List - > N,..., 5, 4, 3, 2, 1 - > List

#### Hash table (hash table)

Features: a collection of key value structures

Generally, key is defined by an array, and value is defined by a linked list

In the hash table, the key stores the keyhash value. When the keyhash conflicts, it will compare whether the keys are equal,

If the keyhash is equal and the key is not equal during the insertion operation, it will be added directly after the original value chain

If keyhash is equal and key is equal, the original value will be directly replaced;

### tree

Tree is a data structure, which is a finite set of n (n > = 0) nodes.

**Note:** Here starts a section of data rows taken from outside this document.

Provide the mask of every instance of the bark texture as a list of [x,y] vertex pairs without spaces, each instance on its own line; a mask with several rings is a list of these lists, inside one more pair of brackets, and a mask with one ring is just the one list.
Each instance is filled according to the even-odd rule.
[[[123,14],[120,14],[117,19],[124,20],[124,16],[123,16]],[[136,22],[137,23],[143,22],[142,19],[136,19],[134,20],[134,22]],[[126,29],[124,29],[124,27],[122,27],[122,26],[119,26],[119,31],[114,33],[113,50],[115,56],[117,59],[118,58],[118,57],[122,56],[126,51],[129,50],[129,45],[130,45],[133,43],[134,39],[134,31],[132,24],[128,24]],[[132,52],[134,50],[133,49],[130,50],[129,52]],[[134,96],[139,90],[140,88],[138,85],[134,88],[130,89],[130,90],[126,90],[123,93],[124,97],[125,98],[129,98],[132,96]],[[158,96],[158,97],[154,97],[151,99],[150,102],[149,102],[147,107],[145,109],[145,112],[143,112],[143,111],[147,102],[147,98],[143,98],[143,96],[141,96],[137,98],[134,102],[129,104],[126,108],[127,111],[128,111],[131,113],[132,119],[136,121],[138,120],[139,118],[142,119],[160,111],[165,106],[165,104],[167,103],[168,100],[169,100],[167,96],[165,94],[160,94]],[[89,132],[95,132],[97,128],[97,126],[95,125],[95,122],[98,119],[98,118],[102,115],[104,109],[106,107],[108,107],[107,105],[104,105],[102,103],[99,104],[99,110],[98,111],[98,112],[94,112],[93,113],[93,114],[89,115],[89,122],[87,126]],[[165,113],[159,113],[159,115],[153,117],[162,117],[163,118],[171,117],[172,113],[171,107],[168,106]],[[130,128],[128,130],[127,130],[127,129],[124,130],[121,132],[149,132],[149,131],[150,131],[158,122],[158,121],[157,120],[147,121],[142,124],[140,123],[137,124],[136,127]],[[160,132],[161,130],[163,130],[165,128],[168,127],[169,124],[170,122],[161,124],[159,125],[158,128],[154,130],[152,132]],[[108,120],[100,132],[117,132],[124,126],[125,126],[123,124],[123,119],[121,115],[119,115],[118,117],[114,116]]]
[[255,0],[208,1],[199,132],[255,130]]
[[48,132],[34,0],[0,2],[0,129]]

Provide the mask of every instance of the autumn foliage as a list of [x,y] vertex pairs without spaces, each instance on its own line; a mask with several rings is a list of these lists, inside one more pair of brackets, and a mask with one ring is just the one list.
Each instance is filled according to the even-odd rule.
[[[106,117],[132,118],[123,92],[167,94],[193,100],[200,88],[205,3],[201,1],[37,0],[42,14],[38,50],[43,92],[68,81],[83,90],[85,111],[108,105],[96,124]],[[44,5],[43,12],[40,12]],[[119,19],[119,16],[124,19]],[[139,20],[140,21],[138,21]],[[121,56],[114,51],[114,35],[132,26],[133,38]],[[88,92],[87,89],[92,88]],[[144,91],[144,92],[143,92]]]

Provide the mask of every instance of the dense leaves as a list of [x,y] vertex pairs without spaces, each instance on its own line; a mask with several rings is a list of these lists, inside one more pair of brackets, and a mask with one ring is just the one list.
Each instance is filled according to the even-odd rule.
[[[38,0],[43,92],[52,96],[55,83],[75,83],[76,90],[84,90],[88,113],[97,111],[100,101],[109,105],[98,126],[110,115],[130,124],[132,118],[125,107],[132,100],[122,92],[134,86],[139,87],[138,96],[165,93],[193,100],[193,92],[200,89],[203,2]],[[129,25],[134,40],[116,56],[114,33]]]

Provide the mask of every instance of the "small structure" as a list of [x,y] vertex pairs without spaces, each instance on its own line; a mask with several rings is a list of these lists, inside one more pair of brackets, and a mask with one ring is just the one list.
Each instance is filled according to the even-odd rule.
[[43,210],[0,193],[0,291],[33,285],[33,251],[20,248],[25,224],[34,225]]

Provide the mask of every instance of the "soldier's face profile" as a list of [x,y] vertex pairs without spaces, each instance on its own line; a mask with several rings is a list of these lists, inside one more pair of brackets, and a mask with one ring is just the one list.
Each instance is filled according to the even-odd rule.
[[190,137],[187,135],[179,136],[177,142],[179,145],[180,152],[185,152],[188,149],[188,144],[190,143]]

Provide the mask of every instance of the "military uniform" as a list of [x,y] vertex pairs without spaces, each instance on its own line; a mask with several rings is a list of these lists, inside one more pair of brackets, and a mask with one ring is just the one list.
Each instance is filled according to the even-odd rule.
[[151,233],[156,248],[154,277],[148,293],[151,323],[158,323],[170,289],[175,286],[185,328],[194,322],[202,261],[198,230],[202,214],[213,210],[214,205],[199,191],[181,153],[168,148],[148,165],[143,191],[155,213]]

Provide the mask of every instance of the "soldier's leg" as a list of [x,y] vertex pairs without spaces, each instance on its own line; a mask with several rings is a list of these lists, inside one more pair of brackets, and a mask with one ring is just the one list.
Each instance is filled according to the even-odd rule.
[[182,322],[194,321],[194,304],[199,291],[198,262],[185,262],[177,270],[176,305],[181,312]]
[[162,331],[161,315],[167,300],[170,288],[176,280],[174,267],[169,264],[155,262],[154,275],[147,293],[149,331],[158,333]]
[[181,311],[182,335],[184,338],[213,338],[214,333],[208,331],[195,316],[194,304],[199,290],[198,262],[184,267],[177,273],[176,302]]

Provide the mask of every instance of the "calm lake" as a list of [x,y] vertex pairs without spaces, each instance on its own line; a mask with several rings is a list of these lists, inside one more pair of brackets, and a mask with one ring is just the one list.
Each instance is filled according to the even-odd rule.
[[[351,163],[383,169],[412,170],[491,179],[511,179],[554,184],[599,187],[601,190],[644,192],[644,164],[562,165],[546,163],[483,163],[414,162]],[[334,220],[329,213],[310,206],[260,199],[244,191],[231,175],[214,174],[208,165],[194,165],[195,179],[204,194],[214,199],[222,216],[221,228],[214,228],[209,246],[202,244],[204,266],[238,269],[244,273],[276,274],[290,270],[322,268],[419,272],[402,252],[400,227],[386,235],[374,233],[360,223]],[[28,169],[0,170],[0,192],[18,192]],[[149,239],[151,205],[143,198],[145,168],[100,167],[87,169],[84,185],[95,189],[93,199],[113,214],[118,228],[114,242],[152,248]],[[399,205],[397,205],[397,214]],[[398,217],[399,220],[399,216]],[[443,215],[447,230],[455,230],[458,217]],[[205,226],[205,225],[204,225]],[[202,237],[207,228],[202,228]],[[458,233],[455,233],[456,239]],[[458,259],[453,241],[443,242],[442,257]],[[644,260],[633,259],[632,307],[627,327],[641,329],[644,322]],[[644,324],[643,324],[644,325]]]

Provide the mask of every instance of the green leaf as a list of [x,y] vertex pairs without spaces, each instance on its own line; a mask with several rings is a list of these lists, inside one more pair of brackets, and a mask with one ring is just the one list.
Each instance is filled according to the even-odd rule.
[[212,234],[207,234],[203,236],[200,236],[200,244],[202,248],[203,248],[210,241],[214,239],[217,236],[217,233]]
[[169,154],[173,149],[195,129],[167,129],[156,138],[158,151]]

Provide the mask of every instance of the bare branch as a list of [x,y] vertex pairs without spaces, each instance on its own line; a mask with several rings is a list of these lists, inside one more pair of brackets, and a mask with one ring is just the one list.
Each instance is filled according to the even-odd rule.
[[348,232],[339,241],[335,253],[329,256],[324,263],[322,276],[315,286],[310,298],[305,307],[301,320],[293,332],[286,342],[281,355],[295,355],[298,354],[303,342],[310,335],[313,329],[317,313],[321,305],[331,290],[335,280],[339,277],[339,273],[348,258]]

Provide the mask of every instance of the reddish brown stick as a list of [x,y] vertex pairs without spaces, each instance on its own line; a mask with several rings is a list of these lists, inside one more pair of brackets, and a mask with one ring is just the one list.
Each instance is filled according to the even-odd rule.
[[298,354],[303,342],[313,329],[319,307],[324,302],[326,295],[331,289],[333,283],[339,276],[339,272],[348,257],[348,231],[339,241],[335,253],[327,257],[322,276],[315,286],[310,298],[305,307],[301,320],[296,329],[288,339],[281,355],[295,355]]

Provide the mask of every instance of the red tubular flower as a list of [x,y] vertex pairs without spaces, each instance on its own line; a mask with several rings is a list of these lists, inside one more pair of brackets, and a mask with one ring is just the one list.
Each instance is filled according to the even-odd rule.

When n=0, it is called an empty tree. n> 0, the elements of a finite set form a hierarchical data structure.

#### nominal construction

• Subtree: in addition to the root node, each child node can be divided into multiple disjoint subtrees.
• Children and parents: if a node has a subtree, the node is called the "parents" of the subtree root, and the root of the subtree is the "child" of the node.
• Brother: nodes with the same parents are brothers to each other.
• Node degree: the number of subtrees a node has.
• Leaves: no subtree, that is, nodes with degree 0.
• Branch node: nodes other than leaf nodes, that is, nodes whose degree is not 0.
• Internal node: a branch node other than the root node.
• Hierarchy: the root node is the first layer, and the hierarchy of other nodes is equal to the hierarchy of their parent nodes plus 1
• Tree height: also known as the depth of the tree, the maximum level of nodes in the tree.
• Ordered tree: the order between the sub trees of the nodes in the tree is important, and the positions cannot be exchanged at will.
• Disordered tree: the order between the sub trees of the tree node is not important. You can exchange positions at will.
• Forest: a collection of 0 or more disjoint trees.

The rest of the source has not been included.